At Beit Jin he gave his whole band of Arab muleteers a piece of his mind, and then—
“I contented myself with a solemn assurance that if there occurred another instance of disobedience to orders I would thrash the responsible party as he never dreamed of being thrashed, and if I could not find who was responsible, I would whip them all, from first to last, whether there was a governor at hand to do it or I had to do it myself”
Perfectly fearless, this man.
He rode down the perpendicular path in the rocks, from the Castle of Banias to the oak grove, at a flying gallop, his horse striding “thirty feet” at every bound.
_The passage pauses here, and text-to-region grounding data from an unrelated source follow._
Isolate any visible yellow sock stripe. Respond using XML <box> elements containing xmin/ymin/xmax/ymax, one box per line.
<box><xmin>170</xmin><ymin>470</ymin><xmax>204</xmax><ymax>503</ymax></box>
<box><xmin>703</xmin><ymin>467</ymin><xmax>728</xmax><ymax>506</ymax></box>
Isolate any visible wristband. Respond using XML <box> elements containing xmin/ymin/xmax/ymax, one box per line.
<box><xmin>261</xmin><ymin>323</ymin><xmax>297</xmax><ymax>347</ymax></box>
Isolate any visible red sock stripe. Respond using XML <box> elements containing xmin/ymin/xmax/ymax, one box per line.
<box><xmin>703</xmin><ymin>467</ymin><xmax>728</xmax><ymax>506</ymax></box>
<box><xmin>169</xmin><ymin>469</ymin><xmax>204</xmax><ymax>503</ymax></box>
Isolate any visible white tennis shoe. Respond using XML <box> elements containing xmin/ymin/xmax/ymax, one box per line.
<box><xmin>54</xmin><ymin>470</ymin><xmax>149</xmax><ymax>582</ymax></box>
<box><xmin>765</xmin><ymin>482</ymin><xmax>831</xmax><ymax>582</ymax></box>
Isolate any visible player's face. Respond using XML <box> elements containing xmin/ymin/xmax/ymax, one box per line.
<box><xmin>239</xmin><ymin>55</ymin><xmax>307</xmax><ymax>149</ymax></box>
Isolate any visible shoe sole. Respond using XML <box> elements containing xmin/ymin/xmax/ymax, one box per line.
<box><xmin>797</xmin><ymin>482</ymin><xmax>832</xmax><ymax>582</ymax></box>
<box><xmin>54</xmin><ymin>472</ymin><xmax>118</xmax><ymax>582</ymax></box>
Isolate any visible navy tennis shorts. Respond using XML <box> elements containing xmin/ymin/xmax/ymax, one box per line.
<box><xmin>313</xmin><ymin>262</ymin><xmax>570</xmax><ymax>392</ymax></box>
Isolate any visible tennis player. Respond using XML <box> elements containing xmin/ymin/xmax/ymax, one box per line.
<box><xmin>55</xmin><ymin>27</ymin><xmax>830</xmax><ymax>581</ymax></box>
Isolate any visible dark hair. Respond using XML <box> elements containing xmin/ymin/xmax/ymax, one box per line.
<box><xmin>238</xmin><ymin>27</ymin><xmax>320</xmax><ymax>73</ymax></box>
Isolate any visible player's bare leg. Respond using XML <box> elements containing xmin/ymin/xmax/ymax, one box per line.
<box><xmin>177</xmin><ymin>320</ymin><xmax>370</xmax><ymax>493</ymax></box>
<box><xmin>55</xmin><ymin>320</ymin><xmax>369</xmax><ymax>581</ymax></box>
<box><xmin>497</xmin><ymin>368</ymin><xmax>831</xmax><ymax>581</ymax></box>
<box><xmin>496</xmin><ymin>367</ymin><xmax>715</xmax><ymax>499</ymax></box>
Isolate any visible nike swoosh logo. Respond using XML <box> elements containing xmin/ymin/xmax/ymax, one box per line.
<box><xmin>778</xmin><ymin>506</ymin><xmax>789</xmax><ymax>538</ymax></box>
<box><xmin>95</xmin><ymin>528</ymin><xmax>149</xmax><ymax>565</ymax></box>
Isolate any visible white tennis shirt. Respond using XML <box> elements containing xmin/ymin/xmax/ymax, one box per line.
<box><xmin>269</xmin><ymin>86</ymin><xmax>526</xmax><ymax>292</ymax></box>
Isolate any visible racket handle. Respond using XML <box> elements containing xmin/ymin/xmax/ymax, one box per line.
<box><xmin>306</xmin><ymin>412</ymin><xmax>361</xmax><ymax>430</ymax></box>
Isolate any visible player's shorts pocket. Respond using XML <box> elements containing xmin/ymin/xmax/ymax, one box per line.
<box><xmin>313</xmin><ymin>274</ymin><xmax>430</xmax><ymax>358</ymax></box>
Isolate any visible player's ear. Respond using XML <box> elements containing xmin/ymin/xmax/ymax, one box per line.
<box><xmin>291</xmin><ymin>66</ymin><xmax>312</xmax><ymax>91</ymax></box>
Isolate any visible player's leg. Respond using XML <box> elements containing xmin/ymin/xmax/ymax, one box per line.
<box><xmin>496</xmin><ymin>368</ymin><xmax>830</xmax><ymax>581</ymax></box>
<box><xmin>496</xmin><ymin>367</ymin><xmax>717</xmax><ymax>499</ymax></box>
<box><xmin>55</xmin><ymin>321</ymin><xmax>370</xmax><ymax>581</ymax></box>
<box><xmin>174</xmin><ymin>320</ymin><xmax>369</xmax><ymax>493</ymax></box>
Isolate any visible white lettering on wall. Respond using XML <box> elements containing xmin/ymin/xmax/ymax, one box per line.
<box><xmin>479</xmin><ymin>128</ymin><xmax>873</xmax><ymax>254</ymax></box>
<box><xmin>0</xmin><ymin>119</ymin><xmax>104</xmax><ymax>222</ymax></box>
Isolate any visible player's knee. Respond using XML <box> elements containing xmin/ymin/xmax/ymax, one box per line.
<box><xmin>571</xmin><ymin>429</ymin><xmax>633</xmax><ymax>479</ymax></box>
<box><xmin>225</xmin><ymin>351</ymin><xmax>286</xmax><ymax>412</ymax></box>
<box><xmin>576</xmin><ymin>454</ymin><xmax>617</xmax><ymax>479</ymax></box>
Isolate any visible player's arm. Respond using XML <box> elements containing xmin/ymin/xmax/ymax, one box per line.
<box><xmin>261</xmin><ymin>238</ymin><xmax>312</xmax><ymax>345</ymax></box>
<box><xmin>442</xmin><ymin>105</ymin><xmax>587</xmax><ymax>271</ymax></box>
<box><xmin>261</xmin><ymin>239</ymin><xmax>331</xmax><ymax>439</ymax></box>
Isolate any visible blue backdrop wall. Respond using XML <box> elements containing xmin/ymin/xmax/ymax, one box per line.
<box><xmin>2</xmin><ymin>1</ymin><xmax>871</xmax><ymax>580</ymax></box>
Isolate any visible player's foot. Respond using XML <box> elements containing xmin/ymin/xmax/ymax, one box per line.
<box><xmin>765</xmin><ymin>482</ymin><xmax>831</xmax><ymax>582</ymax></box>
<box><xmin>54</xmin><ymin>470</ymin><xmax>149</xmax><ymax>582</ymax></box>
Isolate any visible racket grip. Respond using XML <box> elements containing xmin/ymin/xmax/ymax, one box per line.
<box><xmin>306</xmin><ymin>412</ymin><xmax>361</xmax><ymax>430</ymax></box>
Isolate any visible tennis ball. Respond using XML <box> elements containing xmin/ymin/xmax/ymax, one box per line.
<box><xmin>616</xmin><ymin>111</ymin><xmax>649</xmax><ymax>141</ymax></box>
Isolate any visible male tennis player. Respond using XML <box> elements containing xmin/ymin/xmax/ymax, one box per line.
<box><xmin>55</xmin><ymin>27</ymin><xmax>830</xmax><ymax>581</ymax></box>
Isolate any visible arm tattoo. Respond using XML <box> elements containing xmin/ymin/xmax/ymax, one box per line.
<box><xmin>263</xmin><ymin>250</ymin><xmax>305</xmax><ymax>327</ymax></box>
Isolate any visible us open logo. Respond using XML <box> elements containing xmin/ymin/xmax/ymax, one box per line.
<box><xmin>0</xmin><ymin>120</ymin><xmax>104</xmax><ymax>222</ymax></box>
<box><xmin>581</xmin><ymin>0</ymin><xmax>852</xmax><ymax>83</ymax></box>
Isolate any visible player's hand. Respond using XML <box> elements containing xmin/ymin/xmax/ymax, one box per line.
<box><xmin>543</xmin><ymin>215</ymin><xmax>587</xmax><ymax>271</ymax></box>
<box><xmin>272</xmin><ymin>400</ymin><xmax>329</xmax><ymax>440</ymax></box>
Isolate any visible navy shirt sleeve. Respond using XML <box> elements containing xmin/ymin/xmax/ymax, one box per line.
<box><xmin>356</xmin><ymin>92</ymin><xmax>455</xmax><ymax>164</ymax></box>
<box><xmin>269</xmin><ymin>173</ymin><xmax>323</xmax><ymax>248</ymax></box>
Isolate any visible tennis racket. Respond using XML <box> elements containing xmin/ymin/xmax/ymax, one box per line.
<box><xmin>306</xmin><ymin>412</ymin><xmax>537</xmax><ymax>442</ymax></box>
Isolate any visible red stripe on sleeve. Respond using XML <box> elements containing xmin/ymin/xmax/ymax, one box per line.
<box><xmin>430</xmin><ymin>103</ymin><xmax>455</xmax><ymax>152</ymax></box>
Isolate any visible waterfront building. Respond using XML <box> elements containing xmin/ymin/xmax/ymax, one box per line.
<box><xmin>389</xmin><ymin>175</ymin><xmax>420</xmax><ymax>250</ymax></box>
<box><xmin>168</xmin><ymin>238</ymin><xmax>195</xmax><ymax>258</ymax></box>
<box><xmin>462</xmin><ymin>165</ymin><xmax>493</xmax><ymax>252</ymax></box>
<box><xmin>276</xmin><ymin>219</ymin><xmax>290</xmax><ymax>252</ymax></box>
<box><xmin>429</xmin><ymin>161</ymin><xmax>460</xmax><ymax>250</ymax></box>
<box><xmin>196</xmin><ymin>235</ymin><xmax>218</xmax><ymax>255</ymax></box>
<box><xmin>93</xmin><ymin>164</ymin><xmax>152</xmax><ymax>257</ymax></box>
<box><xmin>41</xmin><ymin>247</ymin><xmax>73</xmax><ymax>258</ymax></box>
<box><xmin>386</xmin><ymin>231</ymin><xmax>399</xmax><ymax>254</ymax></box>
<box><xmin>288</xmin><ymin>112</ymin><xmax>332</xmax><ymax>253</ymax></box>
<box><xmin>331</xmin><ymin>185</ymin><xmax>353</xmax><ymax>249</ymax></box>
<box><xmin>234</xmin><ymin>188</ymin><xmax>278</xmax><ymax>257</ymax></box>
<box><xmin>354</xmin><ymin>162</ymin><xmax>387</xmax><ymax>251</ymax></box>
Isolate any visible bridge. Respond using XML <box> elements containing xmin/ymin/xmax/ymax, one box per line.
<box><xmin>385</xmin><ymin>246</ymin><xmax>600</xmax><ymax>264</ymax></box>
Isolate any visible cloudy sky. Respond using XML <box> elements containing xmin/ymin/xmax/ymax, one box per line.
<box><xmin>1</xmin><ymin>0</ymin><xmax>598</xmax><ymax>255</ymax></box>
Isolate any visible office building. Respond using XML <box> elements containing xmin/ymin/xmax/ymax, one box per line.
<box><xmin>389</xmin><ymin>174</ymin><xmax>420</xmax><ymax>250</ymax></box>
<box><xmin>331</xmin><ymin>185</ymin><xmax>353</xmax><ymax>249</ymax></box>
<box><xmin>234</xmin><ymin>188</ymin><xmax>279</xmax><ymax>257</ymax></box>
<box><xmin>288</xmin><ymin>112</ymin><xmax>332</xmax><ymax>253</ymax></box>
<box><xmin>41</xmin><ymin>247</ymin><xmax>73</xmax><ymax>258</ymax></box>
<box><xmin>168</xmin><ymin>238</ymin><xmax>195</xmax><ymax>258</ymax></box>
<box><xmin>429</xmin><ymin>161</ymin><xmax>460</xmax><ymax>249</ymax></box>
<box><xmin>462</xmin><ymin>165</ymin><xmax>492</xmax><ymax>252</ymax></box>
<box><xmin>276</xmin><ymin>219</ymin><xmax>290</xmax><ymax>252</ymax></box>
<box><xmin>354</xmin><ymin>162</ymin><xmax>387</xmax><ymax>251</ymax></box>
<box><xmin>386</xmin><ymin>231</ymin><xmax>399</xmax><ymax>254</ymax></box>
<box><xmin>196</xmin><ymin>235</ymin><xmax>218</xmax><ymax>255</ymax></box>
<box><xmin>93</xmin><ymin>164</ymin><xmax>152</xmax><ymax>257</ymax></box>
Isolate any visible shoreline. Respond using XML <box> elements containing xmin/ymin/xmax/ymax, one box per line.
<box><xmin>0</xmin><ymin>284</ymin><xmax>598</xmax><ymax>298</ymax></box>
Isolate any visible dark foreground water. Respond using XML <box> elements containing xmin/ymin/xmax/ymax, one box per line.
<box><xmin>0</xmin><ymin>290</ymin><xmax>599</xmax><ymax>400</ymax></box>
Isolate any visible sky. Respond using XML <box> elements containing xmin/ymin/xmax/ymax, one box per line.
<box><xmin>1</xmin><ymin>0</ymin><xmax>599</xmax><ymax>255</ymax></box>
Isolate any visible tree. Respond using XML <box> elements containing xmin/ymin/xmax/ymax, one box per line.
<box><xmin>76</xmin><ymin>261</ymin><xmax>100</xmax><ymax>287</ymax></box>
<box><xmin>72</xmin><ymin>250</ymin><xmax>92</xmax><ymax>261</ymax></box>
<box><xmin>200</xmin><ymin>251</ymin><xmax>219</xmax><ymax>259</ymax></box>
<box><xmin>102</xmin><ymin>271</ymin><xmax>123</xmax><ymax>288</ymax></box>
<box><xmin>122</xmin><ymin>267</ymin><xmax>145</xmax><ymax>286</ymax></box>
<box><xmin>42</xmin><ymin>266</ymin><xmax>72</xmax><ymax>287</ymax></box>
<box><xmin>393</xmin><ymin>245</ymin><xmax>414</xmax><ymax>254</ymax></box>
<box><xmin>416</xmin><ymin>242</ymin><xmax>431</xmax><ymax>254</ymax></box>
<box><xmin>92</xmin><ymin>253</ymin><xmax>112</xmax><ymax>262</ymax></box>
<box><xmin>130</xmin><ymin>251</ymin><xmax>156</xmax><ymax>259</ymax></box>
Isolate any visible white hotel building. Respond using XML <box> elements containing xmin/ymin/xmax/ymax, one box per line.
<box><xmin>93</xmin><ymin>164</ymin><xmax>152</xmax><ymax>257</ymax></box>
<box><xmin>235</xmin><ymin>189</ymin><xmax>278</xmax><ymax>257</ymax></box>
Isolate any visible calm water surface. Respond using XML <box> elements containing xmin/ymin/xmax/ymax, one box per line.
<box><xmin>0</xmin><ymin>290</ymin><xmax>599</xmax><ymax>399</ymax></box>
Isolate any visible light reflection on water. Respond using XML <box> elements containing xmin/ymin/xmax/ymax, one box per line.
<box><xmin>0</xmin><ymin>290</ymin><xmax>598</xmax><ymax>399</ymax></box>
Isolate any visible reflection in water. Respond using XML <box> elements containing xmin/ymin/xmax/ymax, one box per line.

I stand prepared to bring thirty reliable witnesses to prove that Putnam’s famous feat at Horseneck was insignificant compared to this.
Behold him—always theatrical—looking at Jerusalem—this time, by an oversight, with his hand off his pistol for once.
“I stood in the road, my hand on my horse’s neck, and with my dim eyes sought to trace the outlines of the holy places which I had long before fixed in my mind, but the fast-flowing tears forbade my succeeding. There were our Mohammedan servants, a Latin monk, two Armenians and a Jew in our cortege, and all alike gazed with overflowing eyes.”
If Latin monks and Arabs cried, I know to a moral certainty that the horses cried also, and so the picture is complete.